If no status is provided, exit defaults to the status of the most recently executed foreground command. If you explicitly call exit 0 without running any command first, it returns 0.
Example 3: Exiting on Pre-Condition Failure
This script ensures a required configuration file exists before proceeding.
CONFIG_FILE="/etc/app/config.conf"
if [[ ! -f "$CONFIG_FILE" ]]; then
echo "Error: Configuration file not found at $CONFIG_FILE."
# Terminate script immediately with a specific error code (e.g., 20)
exit 20
fi
echo "Configuration loaded. Continuing script..."
# ... rest of script
exit 0
Best Practice: Using Meaningful Exit Codes
While 0 and 1 cover most basic cases, using different non-zero codes helps the calling script diagnose the exact problem:
| Code | Meaning (Example) |
|---|---|
| 0 | Success |
| 1 | General catch-all error |
| 2-10 | Syntax errors, argument parsing issues |
| 20 | Missing prerequisite (e.g., file not found) |
| 30 | Permission issue |
Making Scripts Fail Fast: The set Command
For maximum reliability in complex scripts, it is a strong best practice to enable error checking globally using the set command options at the top of your script:
#!/bin/bash
# Exit immediately if a command exits with a non-zero status.
set -e
# Treat unset variables as an error when substituting.
set -u
# Pipefail: Ensures that a pipeline's return status is the status of the rightmost command that exited with a non-zero status.
set -o pipefail
# (Optional but helpful) Print commands as they are executed for debugging
# set -x
# If any command below fails, the script stops immediately.
ls /valid/path && grep pattern file.txt && ./next_step.sh
# The following line will ONLY run if all preceding commands succeeded.

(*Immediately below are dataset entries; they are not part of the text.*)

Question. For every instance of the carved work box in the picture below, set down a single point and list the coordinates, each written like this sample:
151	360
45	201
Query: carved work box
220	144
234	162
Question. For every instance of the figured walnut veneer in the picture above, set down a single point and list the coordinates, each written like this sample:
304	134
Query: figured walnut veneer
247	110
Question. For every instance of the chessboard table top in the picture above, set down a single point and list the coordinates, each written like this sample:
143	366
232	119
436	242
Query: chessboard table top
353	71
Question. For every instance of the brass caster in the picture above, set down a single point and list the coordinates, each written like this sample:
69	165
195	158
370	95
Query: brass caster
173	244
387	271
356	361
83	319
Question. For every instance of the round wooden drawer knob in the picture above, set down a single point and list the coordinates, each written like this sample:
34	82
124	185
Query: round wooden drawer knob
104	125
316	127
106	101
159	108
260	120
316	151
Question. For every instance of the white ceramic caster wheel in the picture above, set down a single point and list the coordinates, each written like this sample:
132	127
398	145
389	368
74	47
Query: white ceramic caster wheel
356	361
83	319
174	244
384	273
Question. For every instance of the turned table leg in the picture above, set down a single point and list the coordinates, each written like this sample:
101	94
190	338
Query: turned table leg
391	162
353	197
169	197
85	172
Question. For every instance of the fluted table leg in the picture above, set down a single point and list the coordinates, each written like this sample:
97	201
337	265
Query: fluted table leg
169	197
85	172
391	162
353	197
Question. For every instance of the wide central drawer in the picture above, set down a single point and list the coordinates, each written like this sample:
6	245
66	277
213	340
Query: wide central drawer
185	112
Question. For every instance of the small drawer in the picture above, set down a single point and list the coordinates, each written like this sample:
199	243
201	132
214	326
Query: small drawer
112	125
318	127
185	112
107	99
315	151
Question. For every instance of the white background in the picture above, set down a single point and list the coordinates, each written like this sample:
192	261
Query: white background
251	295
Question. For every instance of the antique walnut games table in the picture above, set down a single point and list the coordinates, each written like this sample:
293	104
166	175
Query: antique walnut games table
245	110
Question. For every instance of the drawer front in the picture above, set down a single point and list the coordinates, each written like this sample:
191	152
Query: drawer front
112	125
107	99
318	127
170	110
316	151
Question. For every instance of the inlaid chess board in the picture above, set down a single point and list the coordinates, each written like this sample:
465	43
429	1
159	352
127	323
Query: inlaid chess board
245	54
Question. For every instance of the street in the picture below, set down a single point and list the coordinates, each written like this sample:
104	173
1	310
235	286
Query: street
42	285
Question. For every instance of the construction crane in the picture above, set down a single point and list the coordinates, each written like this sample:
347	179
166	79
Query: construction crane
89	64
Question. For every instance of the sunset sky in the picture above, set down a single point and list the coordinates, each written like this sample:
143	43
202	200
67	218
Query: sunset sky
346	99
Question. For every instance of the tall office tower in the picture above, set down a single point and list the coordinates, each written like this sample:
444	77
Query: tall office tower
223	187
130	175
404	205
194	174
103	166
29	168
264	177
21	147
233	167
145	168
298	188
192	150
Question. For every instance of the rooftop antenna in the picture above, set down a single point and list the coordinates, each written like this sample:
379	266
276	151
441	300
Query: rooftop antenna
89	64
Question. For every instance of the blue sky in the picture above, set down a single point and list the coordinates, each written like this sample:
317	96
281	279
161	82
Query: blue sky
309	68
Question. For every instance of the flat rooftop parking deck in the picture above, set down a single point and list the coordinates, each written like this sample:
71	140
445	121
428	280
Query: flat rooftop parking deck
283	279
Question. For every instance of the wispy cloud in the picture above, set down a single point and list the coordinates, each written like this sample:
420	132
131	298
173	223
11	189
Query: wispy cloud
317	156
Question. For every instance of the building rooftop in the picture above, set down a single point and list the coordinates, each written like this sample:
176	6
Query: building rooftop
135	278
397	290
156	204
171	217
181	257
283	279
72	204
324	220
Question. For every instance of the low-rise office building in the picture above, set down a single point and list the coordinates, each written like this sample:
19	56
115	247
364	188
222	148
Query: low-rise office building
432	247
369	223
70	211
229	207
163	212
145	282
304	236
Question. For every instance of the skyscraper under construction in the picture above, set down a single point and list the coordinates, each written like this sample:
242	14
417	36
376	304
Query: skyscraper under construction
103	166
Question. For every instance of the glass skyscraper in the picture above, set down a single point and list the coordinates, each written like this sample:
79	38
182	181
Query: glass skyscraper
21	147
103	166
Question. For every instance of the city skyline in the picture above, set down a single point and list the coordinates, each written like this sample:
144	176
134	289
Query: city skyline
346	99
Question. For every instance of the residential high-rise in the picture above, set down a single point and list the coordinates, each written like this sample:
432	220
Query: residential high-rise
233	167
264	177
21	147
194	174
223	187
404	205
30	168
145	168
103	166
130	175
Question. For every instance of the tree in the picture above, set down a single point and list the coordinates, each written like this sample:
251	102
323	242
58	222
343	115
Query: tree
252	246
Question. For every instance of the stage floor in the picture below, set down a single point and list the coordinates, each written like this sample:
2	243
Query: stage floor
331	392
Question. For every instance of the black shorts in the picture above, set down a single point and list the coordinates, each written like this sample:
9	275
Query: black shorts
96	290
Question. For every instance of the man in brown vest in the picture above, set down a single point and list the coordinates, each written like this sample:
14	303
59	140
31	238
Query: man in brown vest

echo "All steps complete."
When set -e is active, many unhandled non-zero statuses stop the script before later commands run on bad assumptions. It has exceptions in conditionals, pipelines, and compound commands, so still handle expected failures explicitly.
For example, grep returns 1 when it finds no match. That may be a normal result, not a fatal error:
if grep -q "READY" status.txt; then
echo "Service is ready."
else
echo "Service is not ready yet."
fi
Takeaway
Check critical commands where they run, write errors to stderr, and exit with a non-zero status when the script cannot continue safely. Use set -euo pipefail for fail-fast scripts, but do not rely on it as your only error-handling strategy.